What, then, does that cosmological scattering of the Savior have to do with story truth versus happening truth? I think that the writer of the Acts of the Apostles told the story of Jesus returning to the Creator in the best way they knew how, with the language and the tools that were available to them in their time. So that means that Jesus' ascension is story true. But my secret disclosure to you about the happening truth of the story is that I just don't know. I wish I could have been there in the first century CE to see these things for myself so that I don't need to live my life of faith based on the stories passed down through the ages in a book that's been translated through at least three languages before it came to a format that I can read. I really wish that I didn't have to go out on a limb to understand these things. But I don't know what happened for sure, and in that is what Lesley Hazelton spoke of in "the doubt essential to faith." I need to live knowing that the story truth and the happening truth of this piece of scripture are both True, even though the two don't agree with each other. [For those of you who have been reading my blog regularly, this lack of agreement is another facet of my struggle to live in the light of the Risen Christ]

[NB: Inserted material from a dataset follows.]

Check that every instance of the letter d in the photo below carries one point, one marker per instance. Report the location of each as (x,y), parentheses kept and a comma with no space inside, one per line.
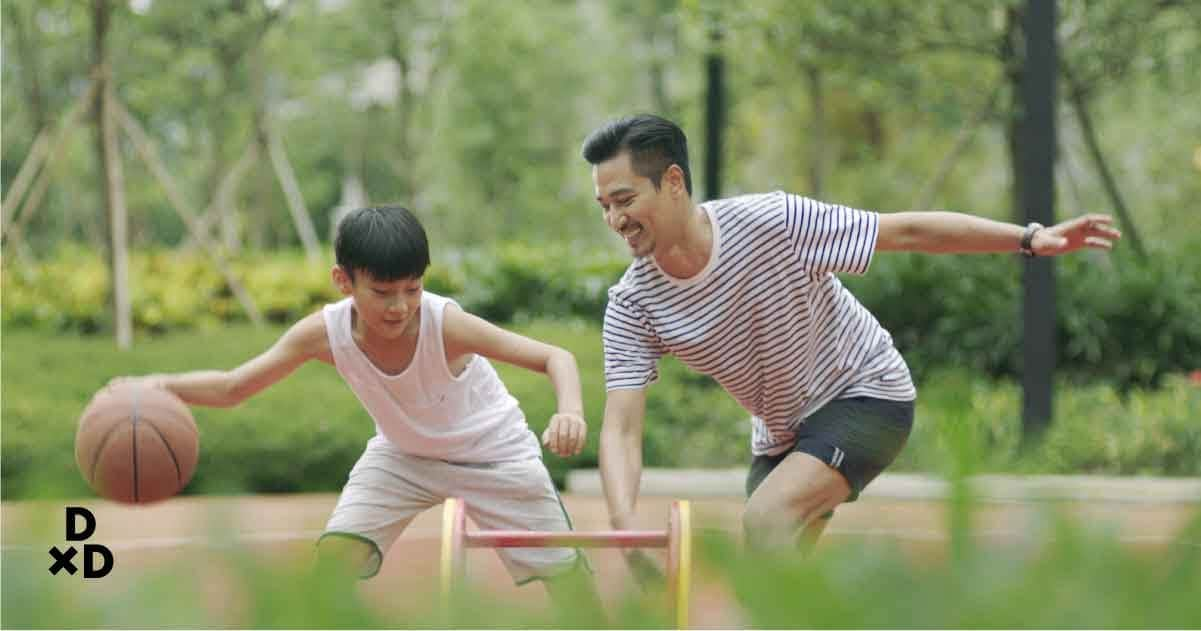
(89,569)
(89,523)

I also know that this stance, holding the tension between the story truth of scripture and the uncertain happening truth of it, is something that is highly criticized by many sects of American society. Most prominently, I am reminded of a blog written by a man named Dan Fincke who I met on Twitter a few months back. Fincke is an Atheist, a professor of Philosophy, and in the particular blog I'm thinking of he took aim at the theological conclusion that has been drawn from Jesus' ascension, as it has been written in the Acts of the Apostles. He pointed out an inconsistency; that many Christians deny conceptualizing God as the Old, Bearded Man in the Clouds, but here we have a story of a bearded man who lived approximately 2,000 years ago, had a beard, and was raised into the clouds. Hmm... I see that he has a point. That does seem inconsistent. That is, if you expect the story to be interpreted in light of the Western philosophers and the world view that I described above in this post. I do hope that Prof. Fincke has a chance to read this post and respond to my thoughts on this story from scripture.

So where is my conclusion? If the readings for Ascension Sunday were the basis for a formation class that I was teaching, I would spend the larger portion of class time wading through objections, such as Prof. Fincke's, that are brought against the scripture passages. I would welcome the discussion that is spawned by the formation candidates' own doubts and misgivings about the happening truth of the story. And then, in the end, I would try to offer the passage from John's Gospel as a way to highlight the point of Ascension Sunday. I think the point is that Jesus came to preach and walk a new way to God. And I think that Christ's glory is our glory, too, and that it is found at the cross. When we let go of our own ambitions or the ambitions that the world tells us we ought to pursue, we are free to love and serve like Christ did. And that might be how we live as Easter people.